ペットロボットといえば、1999年に登場したソニーのAIBOが真っ先に頭に浮かぶ。この世界初の家庭用エンターテインメントロボットは、各種センサーを備え、感情プログラムを持ち、ある程度の自律行動が可能と、あらゆる意味でエポックメイキングな製品だった。そんなAIBOも2006年3月、惜しまれながら生産を停止した。

そこにきてPLEOの登場である。ユーモラスなルックスからは高度な人工知能を持っているようには見えないのだが、果たして?

「PLEOは、38カ所もの各種センサーを装備し、『どこをどのように触られているか』『光の明暗』『音の鳴っている方向』などの多彩な情報を感知できます。そして、その育てられ方によって成長・学習し、個性が発生します。これまで発表された人工ペットにも似たような機能が備えられていますが、PLEOに搭載されているLIFE OS(ライフオーエス)は、あたかも生きているように感じさせることに重きを置いている。開発元のユーゴービー社によれば、動物行動学など様々なアプローチから、どのように反応すれば人を魅了できるかに注力したそうです」(PLEOの日本総代理店・ビジネスデザイン研究所の加藤さん)

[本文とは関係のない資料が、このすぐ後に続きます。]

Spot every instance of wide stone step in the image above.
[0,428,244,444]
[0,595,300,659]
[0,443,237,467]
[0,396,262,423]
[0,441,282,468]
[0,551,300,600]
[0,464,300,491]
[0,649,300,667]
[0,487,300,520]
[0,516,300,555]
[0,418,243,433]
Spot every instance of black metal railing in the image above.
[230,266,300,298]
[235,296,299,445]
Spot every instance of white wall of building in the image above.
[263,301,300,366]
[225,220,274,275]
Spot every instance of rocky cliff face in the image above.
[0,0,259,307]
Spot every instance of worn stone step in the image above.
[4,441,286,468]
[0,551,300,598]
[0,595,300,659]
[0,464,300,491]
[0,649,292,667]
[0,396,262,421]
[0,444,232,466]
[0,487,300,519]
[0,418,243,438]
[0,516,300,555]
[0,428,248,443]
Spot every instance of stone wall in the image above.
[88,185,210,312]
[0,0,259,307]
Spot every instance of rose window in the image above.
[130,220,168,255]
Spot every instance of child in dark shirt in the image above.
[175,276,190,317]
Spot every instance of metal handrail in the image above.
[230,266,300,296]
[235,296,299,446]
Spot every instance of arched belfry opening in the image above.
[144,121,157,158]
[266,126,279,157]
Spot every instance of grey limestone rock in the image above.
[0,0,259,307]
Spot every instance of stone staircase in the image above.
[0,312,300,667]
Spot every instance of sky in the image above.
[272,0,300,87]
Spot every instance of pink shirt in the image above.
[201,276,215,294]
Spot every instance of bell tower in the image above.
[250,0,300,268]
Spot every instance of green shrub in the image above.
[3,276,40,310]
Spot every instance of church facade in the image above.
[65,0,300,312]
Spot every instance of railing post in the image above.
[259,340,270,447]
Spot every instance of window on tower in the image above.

なるほど。確かに、PLEOは逆さまにするとバタバタともがくし、声をかけながら撫でてあげると擦り寄ってくる。首を軽く絞めてしまうと、苦しそうにうめくなど、まるで本物の生き物のようだ。

そもそも電子ペットは、『たまごっち』の時代からPCのデスクトップでヴァーチャル生物を飼うなど、以前より存在していた。しかし、これらは人工知能といえるような高度な知性はなく、こちら側が感情移入して、ようやくペットとしての体をなすレベル。だが、AIBOの登場によってペットロボットの人工知能レベルは飛躍的に向上した。そして現在、さらに細やかな調整やカスタマイズによって、より人工ペットとしての精度が高められつつあるようだ。

かつて、「ロボットは日本のお家芸」といわれたものだが、このラブリーすぎるライバルを前にメイド・イン・ジャパンのペットロボットの奮起も期待したいところ。本物と見まがうようなキュートなやつをひとつ、お願いします!